Without doubt, you are going to do great. When there is a desire there is a way.

liz noonan said...

I just found your blog, and I believe we were in a show together about 2 years ago - a companion piece with the Peabody Essex museum.

Anyhow, I just had my 3rd daughter, she's a year old so I have 3 ages 6, 4, and 1. I don't teach anymore but I do manage to make work still but just not as much.
There is light at the end of the tunnel! When they start walking and taking longer naps you will get little, longer bunches of time.
I found that my work is better now that I have less time to think and have to just "do". That being said I also do much less, say, intellectual work than I used to so I make up for that by sewing, sewing, sewing, little projects to keep up my craft and balance my mind.
Motherhood is worth the slower pace, it makes you smarter, better, more compassionate and an amazing multi-tasker.
Good luck!

Joetta M. said...

liz- oh, i wanted to see that show so bad and never bad it up from nyc.

but... i think you are right that in a way with less time I will be more focused. Since I had the luxury of being in the studio all the time I did get a little lazy and less focused during my time there. While now I will be so happy and focused to be there I will get a ton done with the time I have.

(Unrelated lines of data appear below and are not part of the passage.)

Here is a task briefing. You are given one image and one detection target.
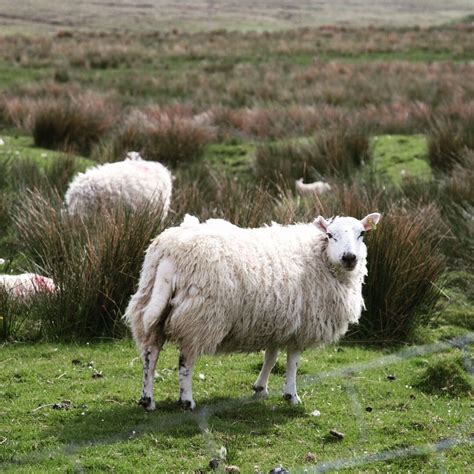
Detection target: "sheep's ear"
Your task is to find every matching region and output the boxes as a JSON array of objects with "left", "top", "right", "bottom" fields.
[
  {"left": 360, "top": 212, "right": 382, "bottom": 230},
  {"left": 313, "top": 216, "right": 329, "bottom": 233}
]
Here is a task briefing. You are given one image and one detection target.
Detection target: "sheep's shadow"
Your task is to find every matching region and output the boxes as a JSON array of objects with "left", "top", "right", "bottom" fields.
[{"left": 39, "top": 397, "right": 306, "bottom": 453}]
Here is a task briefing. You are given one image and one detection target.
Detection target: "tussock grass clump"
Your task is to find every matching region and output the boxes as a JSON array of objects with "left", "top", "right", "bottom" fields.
[
  {"left": 16, "top": 192, "right": 167, "bottom": 339},
  {"left": 413, "top": 354, "right": 473, "bottom": 397},
  {"left": 255, "top": 126, "right": 370, "bottom": 183},
  {"left": 0, "top": 155, "right": 77, "bottom": 196},
  {"left": 360, "top": 205, "right": 445, "bottom": 342},
  {"left": 106, "top": 110, "right": 215, "bottom": 167},
  {"left": 173, "top": 166, "right": 275, "bottom": 227},
  {"left": 428, "top": 114, "right": 474, "bottom": 173},
  {"left": 32, "top": 97, "right": 113, "bottom": 156}
]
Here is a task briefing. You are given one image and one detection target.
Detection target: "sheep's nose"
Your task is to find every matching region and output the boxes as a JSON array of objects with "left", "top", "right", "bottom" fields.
[{"left": 342, "top": 252, "right": 357, "bottom": 268}]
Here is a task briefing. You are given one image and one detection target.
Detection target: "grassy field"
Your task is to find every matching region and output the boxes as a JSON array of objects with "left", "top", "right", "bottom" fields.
[
  {"left": 0, "top": 5, "right": 474, "bottom": 473},
  {"left": 0, "top": 328, "right": 473, "bottom": 472},
  {"left": 0, "top": 0, "right": 473, "bottom": 33}
]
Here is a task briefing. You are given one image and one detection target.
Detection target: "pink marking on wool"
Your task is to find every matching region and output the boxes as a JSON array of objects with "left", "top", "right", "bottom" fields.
[{"left": 129, "top": 161, "right": 150, "bottom": 171}]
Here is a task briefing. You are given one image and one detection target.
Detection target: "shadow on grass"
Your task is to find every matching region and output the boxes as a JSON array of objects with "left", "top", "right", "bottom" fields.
[{"left": 17, "top": 397, "right": 306, "bottom": 466}]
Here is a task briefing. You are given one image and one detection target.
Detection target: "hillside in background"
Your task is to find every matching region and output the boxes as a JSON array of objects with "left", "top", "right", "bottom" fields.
[{"left": 0, "top": 0, "right": 474, "bottom": 33}]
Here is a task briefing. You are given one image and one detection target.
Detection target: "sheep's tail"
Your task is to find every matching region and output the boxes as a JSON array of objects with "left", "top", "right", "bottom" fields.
[{"left": 124, "top": 248, "right": 176, "bottom": 337}]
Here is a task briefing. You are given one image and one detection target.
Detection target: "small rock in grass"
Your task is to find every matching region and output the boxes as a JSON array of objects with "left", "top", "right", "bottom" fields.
[
  {"left": 225, "top": 466, "right": 240, "bottom": 474},
  {"left": 53, "top": 400, "right": 71, "bottom": 410},
  {"left": 329, "top": 430, "right": 344, "bottom": 441}
]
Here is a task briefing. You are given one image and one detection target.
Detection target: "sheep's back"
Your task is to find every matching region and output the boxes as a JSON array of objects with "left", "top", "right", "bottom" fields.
[{"left": 65, "top": 160, "right": 172, "bottom": 214}]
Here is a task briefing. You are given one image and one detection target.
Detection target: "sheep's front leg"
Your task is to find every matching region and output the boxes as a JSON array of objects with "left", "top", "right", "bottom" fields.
[
  {"left": 178, "top": 351, "right": 196, "bottom": 410},
  {"left": 283, "top": 349, "right": 301, "bottom": 405},
  {"left": 138, "top": 345, "right": 162, "bottom": 411},
  {"left": 252, "top": 348, "right": 278, "bottom": 398}
]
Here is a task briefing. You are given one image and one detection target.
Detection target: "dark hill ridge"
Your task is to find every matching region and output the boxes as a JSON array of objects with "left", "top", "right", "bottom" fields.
[{"left": 0, "top": 0, "right": 474, "bottom": 34}]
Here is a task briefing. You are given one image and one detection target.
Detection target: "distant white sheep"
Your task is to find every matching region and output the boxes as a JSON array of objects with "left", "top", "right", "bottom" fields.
[
  {"left": 65, "top": 152, "right": 172, "bottom": 217},
  {"left": 0, "top": 273, "right": 56, "bottom": 301},
  {"left": 295, "top": 178, "right": 331, "bottom": 196},
  {"left": 125, "top": 213, "right": 380, "bottom": 410}
]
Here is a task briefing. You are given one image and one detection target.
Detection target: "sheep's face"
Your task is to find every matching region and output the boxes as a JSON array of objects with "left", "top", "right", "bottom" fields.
[{"left": 314, "top": 212, "right": 381, "bottom": 272}]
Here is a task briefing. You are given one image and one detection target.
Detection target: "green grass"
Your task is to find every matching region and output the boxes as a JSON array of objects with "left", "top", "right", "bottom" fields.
[
  {"left": 0, "top": 340, "right": 473, "bottom": 472},
  {"left": 204, "top": 142, "right": 255, "bottom": 177},
  {"left": 372, "top": 134, "right": 432, "bottom": 184},
  {"left": 0, "top": 131, "right": 95, "bottom": 171},
  {"left": 0, "top": 60, "right": 52, "bottom": 91}
]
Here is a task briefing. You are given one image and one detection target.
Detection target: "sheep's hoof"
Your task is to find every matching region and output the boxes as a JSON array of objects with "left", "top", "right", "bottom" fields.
[
  {"left": 252, "top": 384, "right": 268, "bottom": 398},
  {"left": 138, "top": 397, "right": 156, "bottom": 411},
  {"left": 178, "top": 398, "right": 196, "bottom": 411},
  {"left": 283, "top": 393, "right": 301, "bottom": 405}
]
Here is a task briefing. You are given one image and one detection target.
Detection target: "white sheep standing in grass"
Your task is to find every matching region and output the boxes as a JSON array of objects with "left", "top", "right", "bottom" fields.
[
  {"left": 65, "top": 152, "right": 172, "bottom": 217},
  {"left": 125, "top": 213, "right": 380, "bottom": 410},
  {"left": 0, "top": 273, "right": 56, "bottom": 301},
  {"left": 295, "top": 178, "right": 331, "bottom": 197}
]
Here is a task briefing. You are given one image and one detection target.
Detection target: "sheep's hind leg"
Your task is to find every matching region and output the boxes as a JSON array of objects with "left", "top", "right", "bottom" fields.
[
  {"left": 178, "top": 351, "right": 196, "bottom": 410},
  {"left": 252, "top": 348, "right": 278, "bottom": 398},
  {"left": 283, "top": 349, "right": 301, "bottom": 405},
  {"left": 138, "top": 341, "right": 164, "bottom": 411}
]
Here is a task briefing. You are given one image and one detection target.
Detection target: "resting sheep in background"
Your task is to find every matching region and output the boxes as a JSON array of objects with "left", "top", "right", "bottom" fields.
[
  {"left": 125, "top": 213, "right": 380, "bottom": 410},
  {"left": 65, "top": 152, "right": 172, "bottom": 218},
  {"left": 295, "top": 178, "right": 331, "bottom": 197},
  {"left": 0, "top": 273, "right": 56, "bottom": 301}
]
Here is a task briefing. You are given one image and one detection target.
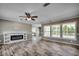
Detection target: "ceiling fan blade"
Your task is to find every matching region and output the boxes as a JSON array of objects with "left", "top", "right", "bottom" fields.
[
  {"left": 43, "top": 3, "right": 50, "bottom": 7},
  {"left": 32, "top": 16, "right": 38, "bottom": 18},
  {"left": 19, "top": 16, "right": 27, "bottom": 18},
  {"left": 25, "top": 12, "right": 28, "bottom": 15},
  {"left": 32, "top": 18, "right": 35, "bottom": 21}
]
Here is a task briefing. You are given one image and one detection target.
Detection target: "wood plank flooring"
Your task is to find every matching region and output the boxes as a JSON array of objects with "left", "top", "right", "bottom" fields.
[{"left": 0, "top": 40, "right": 79, "bottom": 56}]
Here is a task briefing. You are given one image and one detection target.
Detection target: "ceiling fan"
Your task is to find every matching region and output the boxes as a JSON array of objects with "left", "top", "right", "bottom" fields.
[{"left": 19, "top": 12, "right": 38, "bottom": 21}]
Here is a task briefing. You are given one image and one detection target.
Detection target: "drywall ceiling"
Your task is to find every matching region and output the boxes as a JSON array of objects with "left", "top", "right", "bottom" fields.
[{"left": 0, "top": 3, "right": 79, "bottom": 24}]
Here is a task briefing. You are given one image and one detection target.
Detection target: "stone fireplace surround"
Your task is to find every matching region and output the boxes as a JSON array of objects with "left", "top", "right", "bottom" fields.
[{"left": 0, "top": 31, "right": 27, "bottom": 44}]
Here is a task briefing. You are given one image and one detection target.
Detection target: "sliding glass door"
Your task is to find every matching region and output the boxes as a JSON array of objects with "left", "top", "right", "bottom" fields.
[
  {"left": 62, "top": 22, "right": 76, "bottom": 39},
  {"left": 44, "top": 25, "right": 50, "bottom": 37}
]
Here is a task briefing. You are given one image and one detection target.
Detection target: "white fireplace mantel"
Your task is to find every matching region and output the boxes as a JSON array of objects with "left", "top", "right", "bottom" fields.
[{"left": 0, "top": 31, "right": 27, "bottom": 44}]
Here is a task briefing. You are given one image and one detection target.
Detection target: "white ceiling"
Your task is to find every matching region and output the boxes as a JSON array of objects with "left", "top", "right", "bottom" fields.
[{"left": 0, "top": 3, "right": 79, "bottom": 24}]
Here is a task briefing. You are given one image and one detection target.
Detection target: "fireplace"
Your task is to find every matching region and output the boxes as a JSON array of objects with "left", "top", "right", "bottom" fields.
[{"left": 11, "top": 35, "right": 23, "bottom": 41}]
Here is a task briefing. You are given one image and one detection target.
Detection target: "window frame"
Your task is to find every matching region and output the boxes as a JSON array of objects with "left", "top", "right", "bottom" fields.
[
  {"left": 61, "top": 21, "right": 77, "bottom": 39},
  {"left": 51, "top": 24, "right": 61, "bottom": 38}
]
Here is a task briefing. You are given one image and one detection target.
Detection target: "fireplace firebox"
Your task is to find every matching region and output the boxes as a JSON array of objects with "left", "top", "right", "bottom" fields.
[{"left": 11, "top": 35, "right": 23, "bottom": 41}]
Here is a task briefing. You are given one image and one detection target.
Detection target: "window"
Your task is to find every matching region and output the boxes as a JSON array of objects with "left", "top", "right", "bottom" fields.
[
  {"left": 44, "top": 26, "right": 50, "bottom": 37},
  {"left": 51, "top": 25, "right": 60, "bottom": 37},
  {"left": 62, "top": 22, "right": 76, "bottom": 38}
]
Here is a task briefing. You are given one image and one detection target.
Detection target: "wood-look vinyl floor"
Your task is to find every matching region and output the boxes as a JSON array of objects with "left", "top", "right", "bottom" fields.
[{"left": 0, "top": 40, "right": 79, "bottom": 56}]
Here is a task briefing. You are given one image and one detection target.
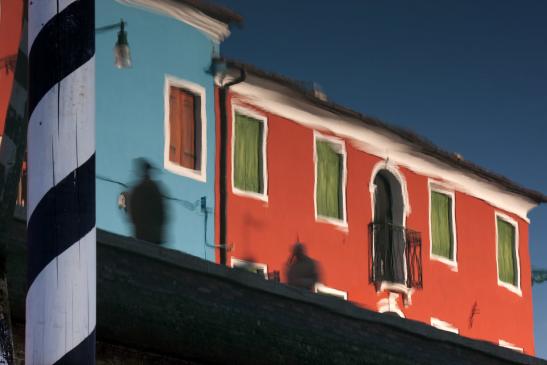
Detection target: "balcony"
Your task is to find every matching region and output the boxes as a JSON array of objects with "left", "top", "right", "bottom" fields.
[{"left": 368, "top": 222, "right": 423, "bottom": 290}]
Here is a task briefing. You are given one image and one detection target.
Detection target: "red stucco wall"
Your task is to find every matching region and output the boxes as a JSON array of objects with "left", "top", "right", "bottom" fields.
[
  {"left": 216, "top": 88, "right": 534, "bottom": 354},
  {"left": 0, "top": 0, "right": 23, "bottom": 136}
]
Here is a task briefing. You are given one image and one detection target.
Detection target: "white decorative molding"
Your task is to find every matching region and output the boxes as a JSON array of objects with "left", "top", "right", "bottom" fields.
[
  {"left": 427, "top": 179, "right": 458, "bottom": 272},
  {"left": 494, "top": 211, "right": 522, "bottom": 297},
  {"left": 431, "top": 317, "right": 460, "bottom": 335},
  {"left": 216, "top": 74, "right": 537, "bottom": 222},
  {"left": 116, "top": 0, "right": 230, "bottom": 43},
  {"left": 230, "top": 257, "right": 268, "bottom": 279},
  {"left": 163, "top": 75, "right": 207, "bottom": 182},
  {"left": 377, "top": 293, "right": 405, "bottom": 318},
  {"left": 231, "top": 103, "right": 268, "bottom": 203},
  {"left": 368, "top": 159, "right": 412, "bottom": 227},
  {"left": 313, "top": 131, "right": 349, "bottom": 232},
  {"left": 314, "top": 283, "right": 348, "bottom": 300},
  {"left": 498, "top": 339, "right": 524, "bottom": 352}
]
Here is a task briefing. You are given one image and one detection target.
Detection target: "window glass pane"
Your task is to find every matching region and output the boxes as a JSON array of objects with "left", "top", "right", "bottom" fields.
[
  {"left": 234, "top": 114, "right": 263, "bottom": 194},
  {"left": 497, "top": 218, "right": 517, "bottom": 285},
  {"left": 431, "top": 191, "right": 454, "bottom": 260},
  {"left": 316, "top": 141, "right": 343, "bottom": 219}
]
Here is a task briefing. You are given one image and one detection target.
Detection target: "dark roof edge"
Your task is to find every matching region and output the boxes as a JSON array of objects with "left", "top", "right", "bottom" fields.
[
  {"left": 174, "top": 0, "right": 243, "bottom": 27},
  {"left": 215, "top": 58, "right": 547, "bottom": 204},
  {"left": 97, "top": 229, "right": 547, "bottom": 365}
]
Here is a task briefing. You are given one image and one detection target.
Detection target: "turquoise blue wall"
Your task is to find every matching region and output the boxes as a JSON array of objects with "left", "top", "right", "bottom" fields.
[{"left": 96, "top": 0, "right": 218, "bottom": 261}]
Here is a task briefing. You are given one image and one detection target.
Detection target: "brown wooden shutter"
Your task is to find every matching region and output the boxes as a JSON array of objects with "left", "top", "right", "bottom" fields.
[
  {"left": 169, "top": 86, "right": 197, "bottom": 169},
  {"left": 169, "top": 86, "right": 182, "bottom": 165},
  {"left": 180, "top": 90, "right": 196, "bottom": 169}
]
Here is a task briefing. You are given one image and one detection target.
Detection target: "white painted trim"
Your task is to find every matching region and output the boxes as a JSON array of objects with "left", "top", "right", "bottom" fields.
[
  {"left": 431, "top": 317, "right": 460, "bottom": 335},
  {"left": 427, "top": 179, "right": 458, "bottom": 272},
  {"left": 377, "top": 293, "right": 405, "bottom": 318},
  {"left": 231, "top": 103, "right": 268, "bottom": 202},
  {"left": 230, "top": 257, "right": 268, "bottom": 279},
  {"left": 220, "top": 75, "right": 537, "bottom": 222},
  {"left": 313, "top": 131, "right": 349, "bottom": 232},
  {"left": 494, "top": 211, "right": 522, "bottom": 297},
  {"left": 498, "top": 339, "right": 524, "bottom": 352},
  {"left": 368, "top": 158, "right": 412, "bottom": 228},
  {"left": 163, "top": 75, "right": 207, "bottom": 182},
  {"left": 314, "top": 283, "right": 348, "bottom": 300},
  {"left": 116, "top": 0, "right": 230, "bottom": 43},
  {"left": 368, "top": 159, "right": 412, "bottom": 288}
]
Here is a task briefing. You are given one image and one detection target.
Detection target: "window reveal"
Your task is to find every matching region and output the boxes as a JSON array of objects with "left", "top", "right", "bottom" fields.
[
  {"left": 430, "top": 191, "right": 454, "bottom": 260},
  {"left": 316, "top": 140, "right": 344, "bottom": 220},
  {"left": 169, "top": 86, "right": 201, "bottom": 170},
  {"left": 496, "top": 217, "right": 518, "bottom": 286},
  {"left": 234, "top": 113, "right": 264, "bottom": 194}
]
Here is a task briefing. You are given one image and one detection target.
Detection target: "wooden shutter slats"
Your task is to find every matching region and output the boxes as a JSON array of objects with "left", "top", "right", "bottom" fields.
[
  {"left": 169, "top": 86, "right": 199, "bottom": 170},
  {"left": 180, "top": 92, "right": 196, "bottom": 169},
  {"left": 169, "top": 87, "right": 181, "bottom": 165}
]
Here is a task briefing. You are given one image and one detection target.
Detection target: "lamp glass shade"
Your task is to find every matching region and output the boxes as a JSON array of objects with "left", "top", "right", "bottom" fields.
[{"left": 114, "top": 27, "right": 131, "bottom": 68}]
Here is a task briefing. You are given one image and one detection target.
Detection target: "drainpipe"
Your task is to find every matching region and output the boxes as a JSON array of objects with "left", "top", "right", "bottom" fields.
[{"left": 219, "top": 64, "right": 247, "bottom": 265}]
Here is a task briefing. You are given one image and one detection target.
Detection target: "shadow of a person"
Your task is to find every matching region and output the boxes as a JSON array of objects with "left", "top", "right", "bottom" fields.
[
  {"left": 128, "top": 158, "right": 166, "bottom": 244},
  {"left": 287, "top": 242, "right": 319, "bottom": 291}
]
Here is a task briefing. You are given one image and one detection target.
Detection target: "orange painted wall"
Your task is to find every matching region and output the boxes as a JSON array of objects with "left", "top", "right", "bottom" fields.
[
  {"left": 0, "top": 0, "right": 23, "bottom": 136},
  {"left": 216, "top": 89, "right": 534, "bottom": 354}
]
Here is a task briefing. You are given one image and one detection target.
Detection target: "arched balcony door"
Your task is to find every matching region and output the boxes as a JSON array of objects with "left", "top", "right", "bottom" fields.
[{"left": 372, "top": 170, "right": 406, "bottom": 285}]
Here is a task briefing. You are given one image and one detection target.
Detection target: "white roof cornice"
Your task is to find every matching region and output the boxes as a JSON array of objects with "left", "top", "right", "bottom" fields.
[
  {"left": 216, "top": 72, "right": 537, "bottom": 222},
  {"left": 116, "top": 0, "right": 230, "bottom": 43}
]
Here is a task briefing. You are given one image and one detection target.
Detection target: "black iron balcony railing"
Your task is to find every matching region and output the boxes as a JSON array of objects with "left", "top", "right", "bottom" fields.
[{"left": 368, "top": 223, "right": 423, "bottom": 289}]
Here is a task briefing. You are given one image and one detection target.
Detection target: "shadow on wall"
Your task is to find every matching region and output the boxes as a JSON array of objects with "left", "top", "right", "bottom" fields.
[
  {"left": 286, "top": 241, "right": 321, "bottom": 292},
  {"left": 127, "top": 158, "right": 167, "bottom": 244}
]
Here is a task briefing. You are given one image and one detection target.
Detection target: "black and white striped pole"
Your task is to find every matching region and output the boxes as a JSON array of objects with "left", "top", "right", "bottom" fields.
[{"left": 25, "top": 0, "right": 96, "bottom": 365}]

I use to only have one full day in the studio and was amazed at what I could accomplish in that time so I am hoping that happens again.

I also think that slowing down is good. For awhile there I was so focused on my work and my career that other parts of my life were being neglected where as now- I have to find a better form of balance.

thanks for your wise words, everyone.

Erin said...

As the Mom of an amazing 8 year old I agree with everyone about the need to make the time for yourself but also how fast the time goes! And yes, no matter what you do, the only constant will be that you always feel GUILTY about something!! But I wouldn't change a thing!